Trillion : God of Destruction est un RPG stratégique en solo qui se déroule dans les Enfers. Le joueur incarne Zeabolos, chargé de vaincre Trillion, un boss colossal doté d'un trillion de points de vie. L'objectif principal consiste à préparer une armée et ses chefs à travers des cycles répétés d'entraînement et de combat.
Gameplay
Chaque cycle impose une gestion rigoureuse du temps avant le réveil de Trillion. Le joueur répartit les jours entre l'entraînement des futurs Overlords, l'exploration de zones qui recèlent des coffres au contenu aléatoire et des visites à la forge pour améliorer armes et armures. Des combats contre des adversaires secondaires ponctuent ces phases de préparation, permettant aux Overlords choisis de gagner de l'expérience et des statistiques utiles pour l'affrontement final.
Entre les batailles, des échanges avec les six candidats renforcent leurs liens personnels. Ces interactions reposent sur des choix de dialogue et sur l'évolution des relations, qui influencent le déroulement de l'histoire et enrichissent la dimension narrative. Des sacrifices sont parfois nécessaires pour faire progresser l'effort collectif contre Trillion.
Les progrès se conservent d'une partie à l'autre. Le New Game+ conserve les statistiques accumulées et débloque de nouvelles branches narratives, incitant à multiplier les tentatives pour explorer différentes voies et évolutions de personnages.
Modes de jeu
Le jeu se présente sous la forme d'une campagne unique centrée sur la défaite de Trillion.

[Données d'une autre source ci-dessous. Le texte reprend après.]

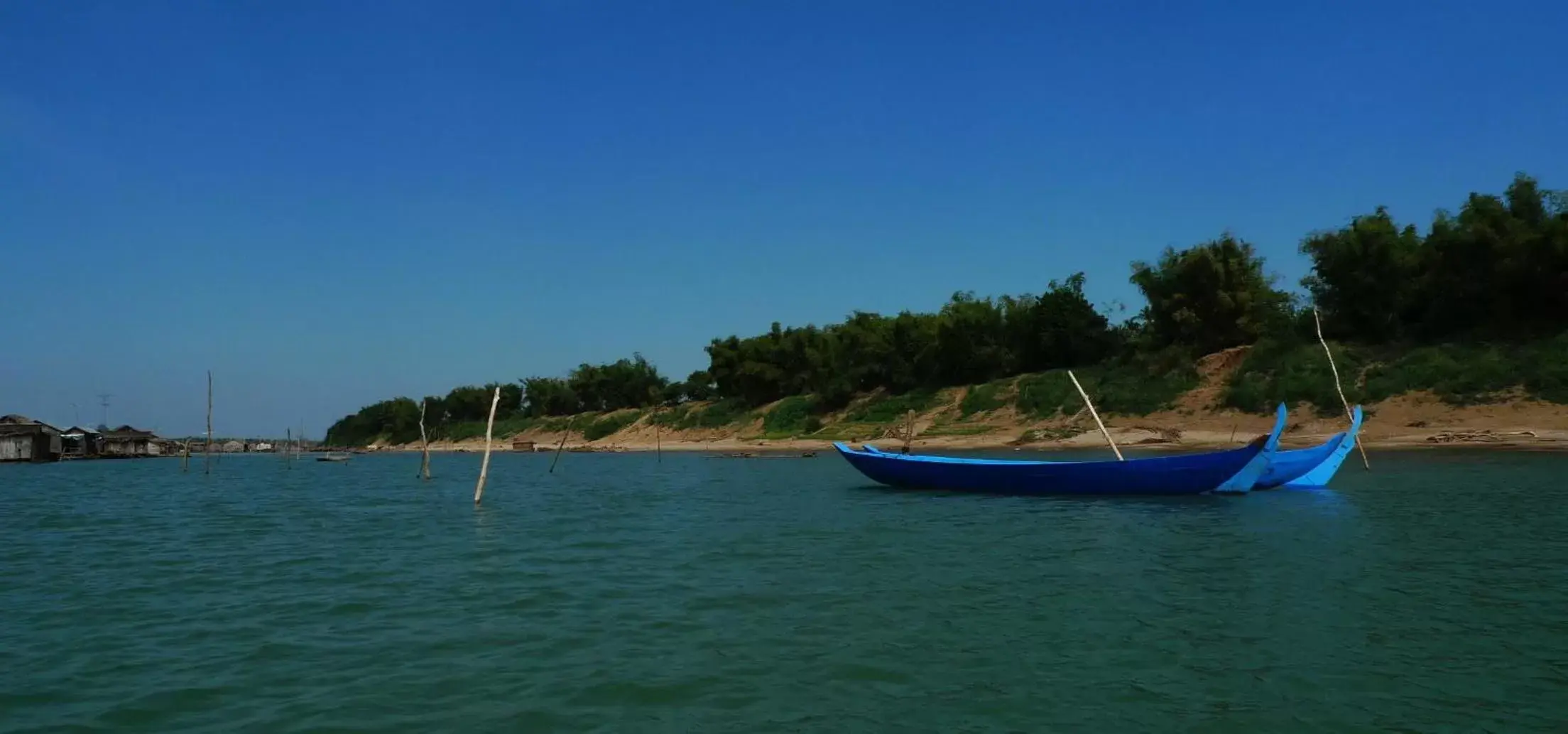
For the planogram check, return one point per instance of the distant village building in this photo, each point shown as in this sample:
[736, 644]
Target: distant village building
[127, 443]
[27, 440]
[80, 443]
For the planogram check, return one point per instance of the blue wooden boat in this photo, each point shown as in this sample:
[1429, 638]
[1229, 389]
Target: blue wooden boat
[1313, 466]
[1230, 471]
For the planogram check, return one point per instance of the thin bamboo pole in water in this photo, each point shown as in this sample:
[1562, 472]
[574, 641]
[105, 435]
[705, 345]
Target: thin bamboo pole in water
[1091, 411]
[1319, 323]
[490, 427]
[568, 432]
[207, 452]
[424, 444]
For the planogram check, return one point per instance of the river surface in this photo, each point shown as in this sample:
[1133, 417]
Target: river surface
[624, 595]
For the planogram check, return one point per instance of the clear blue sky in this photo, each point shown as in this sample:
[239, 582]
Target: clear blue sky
[334, 203]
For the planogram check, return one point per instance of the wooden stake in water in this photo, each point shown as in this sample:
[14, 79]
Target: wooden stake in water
[206, 460]
[568, 432]
[490, 427]
[1349, 416]
[424, 444]
[1091, 411]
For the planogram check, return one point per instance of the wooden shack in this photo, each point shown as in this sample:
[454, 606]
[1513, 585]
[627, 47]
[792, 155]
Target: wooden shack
[80, 443]
[127, 443]
[27, 440]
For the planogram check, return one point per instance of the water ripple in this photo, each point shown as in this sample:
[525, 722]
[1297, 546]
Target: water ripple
[689, 595]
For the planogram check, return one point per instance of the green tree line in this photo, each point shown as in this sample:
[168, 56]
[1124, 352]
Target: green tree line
[1495, 270]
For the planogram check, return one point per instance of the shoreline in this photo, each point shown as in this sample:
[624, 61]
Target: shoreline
[1534, 440]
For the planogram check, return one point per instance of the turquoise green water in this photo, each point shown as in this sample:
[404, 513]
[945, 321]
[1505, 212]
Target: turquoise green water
[699, 595]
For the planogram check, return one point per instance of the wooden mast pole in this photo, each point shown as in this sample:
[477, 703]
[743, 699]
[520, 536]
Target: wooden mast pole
[568, 432]
[1091, 411]
[424, 444]
[207, 452]
[1319, 323]
[479, 491]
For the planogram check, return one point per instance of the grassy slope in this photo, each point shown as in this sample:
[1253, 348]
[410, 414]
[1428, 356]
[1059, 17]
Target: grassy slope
[1042, 405]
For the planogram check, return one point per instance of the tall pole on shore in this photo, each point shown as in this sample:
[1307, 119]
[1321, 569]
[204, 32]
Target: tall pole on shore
[424, 444]
[568, 432]
[207, 455]
[1091, 411]
[490, 427]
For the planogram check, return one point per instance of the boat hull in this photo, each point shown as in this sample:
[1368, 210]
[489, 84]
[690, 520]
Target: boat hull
[1233, 471]
[1313, 466]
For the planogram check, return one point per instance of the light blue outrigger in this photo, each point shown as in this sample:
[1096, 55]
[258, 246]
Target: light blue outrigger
[1233, 471]
[1311, 466]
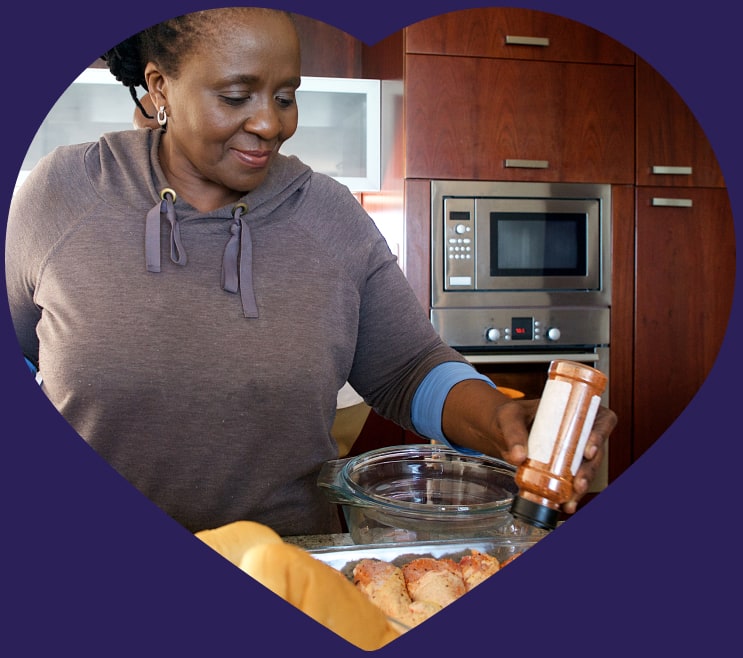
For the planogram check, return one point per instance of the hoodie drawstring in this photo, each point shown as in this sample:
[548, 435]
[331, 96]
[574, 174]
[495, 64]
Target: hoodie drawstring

Il ne propose ni mode multijoueur ni mode compétitif. La structure repose sur l'alternance entre jours de préparation et combats, et la campagne est conçue pour être complétée plusieurs fois afin d'atteindre des conclusions variées.

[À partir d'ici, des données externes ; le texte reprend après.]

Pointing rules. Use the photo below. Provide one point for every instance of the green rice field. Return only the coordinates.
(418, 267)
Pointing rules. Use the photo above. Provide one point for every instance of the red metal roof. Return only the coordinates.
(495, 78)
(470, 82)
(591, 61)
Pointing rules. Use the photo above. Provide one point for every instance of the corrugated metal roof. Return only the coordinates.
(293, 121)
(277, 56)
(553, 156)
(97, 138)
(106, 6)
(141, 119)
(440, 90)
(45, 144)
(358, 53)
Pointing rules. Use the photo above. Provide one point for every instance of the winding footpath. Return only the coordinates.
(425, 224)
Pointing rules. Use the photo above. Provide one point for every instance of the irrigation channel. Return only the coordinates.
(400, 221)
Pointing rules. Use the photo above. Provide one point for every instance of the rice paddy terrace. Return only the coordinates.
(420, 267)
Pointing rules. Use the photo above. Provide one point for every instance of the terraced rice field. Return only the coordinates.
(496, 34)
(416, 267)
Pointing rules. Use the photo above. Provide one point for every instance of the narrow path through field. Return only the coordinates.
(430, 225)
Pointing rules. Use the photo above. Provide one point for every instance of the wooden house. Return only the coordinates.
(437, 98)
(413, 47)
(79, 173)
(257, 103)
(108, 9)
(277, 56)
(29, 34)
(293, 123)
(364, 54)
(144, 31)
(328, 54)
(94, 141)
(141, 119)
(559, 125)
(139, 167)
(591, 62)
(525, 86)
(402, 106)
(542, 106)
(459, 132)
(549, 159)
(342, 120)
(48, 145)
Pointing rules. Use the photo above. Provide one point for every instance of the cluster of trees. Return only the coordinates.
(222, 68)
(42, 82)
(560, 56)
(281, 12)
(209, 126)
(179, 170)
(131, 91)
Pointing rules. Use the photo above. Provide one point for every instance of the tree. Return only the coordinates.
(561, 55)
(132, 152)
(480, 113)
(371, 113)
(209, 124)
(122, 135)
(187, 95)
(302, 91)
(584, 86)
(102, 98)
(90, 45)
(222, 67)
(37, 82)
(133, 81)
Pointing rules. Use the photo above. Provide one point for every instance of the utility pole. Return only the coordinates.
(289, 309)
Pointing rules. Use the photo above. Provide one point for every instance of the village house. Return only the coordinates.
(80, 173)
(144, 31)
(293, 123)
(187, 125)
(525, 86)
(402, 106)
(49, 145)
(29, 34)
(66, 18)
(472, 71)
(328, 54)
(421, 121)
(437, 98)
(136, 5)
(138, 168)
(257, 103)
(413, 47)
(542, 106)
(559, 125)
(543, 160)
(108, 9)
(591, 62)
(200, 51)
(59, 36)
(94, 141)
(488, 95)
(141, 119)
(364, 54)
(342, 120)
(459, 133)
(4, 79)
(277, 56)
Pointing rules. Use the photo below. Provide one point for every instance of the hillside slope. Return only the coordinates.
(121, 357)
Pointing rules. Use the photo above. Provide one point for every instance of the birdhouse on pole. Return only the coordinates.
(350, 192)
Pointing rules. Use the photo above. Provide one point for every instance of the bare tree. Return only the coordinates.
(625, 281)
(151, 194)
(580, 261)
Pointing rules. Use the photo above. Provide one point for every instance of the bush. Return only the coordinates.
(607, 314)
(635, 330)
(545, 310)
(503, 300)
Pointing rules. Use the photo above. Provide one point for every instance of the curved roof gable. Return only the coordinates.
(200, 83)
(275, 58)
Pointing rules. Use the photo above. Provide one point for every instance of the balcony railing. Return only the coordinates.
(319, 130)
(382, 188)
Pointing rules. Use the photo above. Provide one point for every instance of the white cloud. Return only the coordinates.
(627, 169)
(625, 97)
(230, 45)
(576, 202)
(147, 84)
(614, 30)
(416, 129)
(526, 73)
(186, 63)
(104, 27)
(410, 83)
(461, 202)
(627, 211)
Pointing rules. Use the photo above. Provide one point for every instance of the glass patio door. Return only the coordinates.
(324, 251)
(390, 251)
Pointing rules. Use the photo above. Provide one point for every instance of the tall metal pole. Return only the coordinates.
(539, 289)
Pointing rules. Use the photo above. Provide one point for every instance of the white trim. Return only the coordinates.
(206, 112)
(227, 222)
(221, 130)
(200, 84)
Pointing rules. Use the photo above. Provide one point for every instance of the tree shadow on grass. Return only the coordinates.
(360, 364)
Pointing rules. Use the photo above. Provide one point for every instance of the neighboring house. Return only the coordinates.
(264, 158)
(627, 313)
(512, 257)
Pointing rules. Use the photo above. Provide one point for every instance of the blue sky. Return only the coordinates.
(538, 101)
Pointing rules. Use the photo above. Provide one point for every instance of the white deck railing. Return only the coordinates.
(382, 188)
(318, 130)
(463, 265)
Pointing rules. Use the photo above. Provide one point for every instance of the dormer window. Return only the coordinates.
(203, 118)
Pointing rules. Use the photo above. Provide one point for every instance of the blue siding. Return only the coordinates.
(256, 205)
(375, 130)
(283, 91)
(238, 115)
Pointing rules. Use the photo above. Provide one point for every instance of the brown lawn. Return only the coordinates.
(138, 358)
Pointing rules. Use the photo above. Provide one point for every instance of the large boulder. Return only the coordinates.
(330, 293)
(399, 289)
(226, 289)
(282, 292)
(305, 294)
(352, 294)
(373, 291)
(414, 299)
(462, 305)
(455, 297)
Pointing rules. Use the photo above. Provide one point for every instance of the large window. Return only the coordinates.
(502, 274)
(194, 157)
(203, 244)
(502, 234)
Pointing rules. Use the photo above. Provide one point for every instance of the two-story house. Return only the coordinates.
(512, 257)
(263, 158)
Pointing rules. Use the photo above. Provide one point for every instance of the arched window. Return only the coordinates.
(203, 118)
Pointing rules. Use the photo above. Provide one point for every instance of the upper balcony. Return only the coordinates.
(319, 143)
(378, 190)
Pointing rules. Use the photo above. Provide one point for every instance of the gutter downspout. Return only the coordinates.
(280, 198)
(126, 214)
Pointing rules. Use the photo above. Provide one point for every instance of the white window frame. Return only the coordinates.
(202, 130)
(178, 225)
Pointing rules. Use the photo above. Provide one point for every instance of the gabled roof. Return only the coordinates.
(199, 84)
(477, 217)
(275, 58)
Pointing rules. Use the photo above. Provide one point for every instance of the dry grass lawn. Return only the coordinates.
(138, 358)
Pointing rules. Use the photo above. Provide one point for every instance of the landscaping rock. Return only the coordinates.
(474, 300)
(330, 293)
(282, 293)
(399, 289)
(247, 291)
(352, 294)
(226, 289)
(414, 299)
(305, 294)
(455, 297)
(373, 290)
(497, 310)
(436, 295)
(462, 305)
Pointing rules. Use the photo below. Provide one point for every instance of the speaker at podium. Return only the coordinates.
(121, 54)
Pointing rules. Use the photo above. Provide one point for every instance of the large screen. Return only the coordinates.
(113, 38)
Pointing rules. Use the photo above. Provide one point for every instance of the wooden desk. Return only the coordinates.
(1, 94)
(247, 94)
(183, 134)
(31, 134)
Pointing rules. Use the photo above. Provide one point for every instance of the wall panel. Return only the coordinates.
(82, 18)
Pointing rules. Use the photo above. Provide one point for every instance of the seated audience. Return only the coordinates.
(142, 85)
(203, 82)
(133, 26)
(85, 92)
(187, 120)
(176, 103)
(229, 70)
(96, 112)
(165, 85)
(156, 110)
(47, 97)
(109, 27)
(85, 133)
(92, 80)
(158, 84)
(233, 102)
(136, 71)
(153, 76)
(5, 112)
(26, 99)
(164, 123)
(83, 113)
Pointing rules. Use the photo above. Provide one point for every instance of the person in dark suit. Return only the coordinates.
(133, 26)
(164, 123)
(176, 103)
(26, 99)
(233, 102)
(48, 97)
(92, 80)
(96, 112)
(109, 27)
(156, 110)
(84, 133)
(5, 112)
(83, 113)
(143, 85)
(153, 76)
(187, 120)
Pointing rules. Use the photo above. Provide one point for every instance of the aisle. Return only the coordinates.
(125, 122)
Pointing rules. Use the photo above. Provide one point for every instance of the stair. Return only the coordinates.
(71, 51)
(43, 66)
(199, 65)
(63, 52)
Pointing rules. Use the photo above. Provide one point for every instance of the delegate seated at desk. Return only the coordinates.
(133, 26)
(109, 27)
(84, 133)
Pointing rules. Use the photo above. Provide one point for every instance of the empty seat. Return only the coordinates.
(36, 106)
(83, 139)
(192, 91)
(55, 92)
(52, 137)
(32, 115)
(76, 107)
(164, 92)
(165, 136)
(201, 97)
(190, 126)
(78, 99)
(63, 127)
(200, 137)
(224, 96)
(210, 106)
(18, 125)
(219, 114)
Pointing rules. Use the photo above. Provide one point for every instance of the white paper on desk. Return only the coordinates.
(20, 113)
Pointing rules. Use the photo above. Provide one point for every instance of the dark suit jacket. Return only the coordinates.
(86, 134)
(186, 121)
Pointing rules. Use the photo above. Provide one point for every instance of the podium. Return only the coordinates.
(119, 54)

La rejouabilité provient du système New Game+ et de la présence de plus de dix fins distinctes. Chaque partie permet de désigner un Overlord différent comme combattant principal, modifiant ainsi l'orientation de l'entraînement et les interactions narratives tout en capitalisant sur les gains de statistiques précédents.
Histoire et personnages
L'histoire suit Zeabolos alors qu'il mobilise les forces des Enfers face à la menace de Trillion, déterminé à tout consumer. Les six candidats Overlord assument à la fois le rôle de chefs militaires et de figures centrales dans des intrigues personnelles qui se développent durant les moments de répit. Ces éléments mêlent stratégie et moments centrés sur les personnages, où les choix d'entraînement et de liens affectent l'issue des événements au fil des parties.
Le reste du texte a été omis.